The missing words are "amino acids". Genes contain the instructions for building proteins through DNA sequences that are transcribed into mRNA and then translated by ribosomes. Each gene codes for a particular combination of amino acids which makes a specific protein, as sequences of three nucleotides (codons) specify individual amino acids linked into polypeptide chains.

How Translation Works

  • DNA to mRNA : A gene's nucleotide sequence is copied into messenger RNA (mRNA) during transcription.
  • Codons in Action : Ribosomes read mRNA in groups of three nucleotides called codons; each codon matches a transfer RNA (tRNA) carrying a specific amino acid.
  • Chain Building : tRNAs add amino acids one by one, forming a polypeptide that folds into a functional protein. Stop codons end the process.

This central dogma of molecular biology—DNA → RNA → protein—ensures precise protein synthesis vital for life.

Why Amino Acids Matter

Proteins' diverse functions (enzymes, structures, signals) arise from 20 standard amino acids' unique properties like polarity or charge. Imagine a gene as a recipe: codons are steps, amino acids are ingredients, yielding everything from hemoglobin to antibodies.

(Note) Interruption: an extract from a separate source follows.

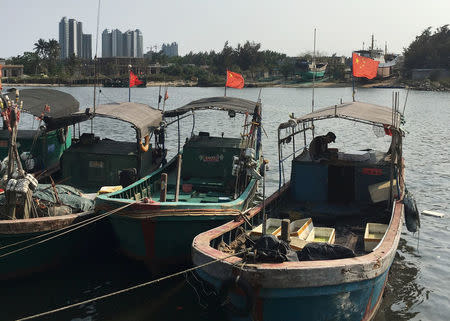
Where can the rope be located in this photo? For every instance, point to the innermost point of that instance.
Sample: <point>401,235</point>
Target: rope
<point>130,288</point>
<point>70,229</point>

"Each sequence of three nucleotides, called a codon, usually codes for one particular amino acid. (Amino acids are the building blocks of proteins.)"

Real-World Example

Hemoglobin, carrying oxygen in blood, is coded by the HBB gene's amino acid sequence; a single swap (valine for glutamic acid) causes sickle cell anemia.

TL;DR : Genes code for amino acids → specific proteins via codons.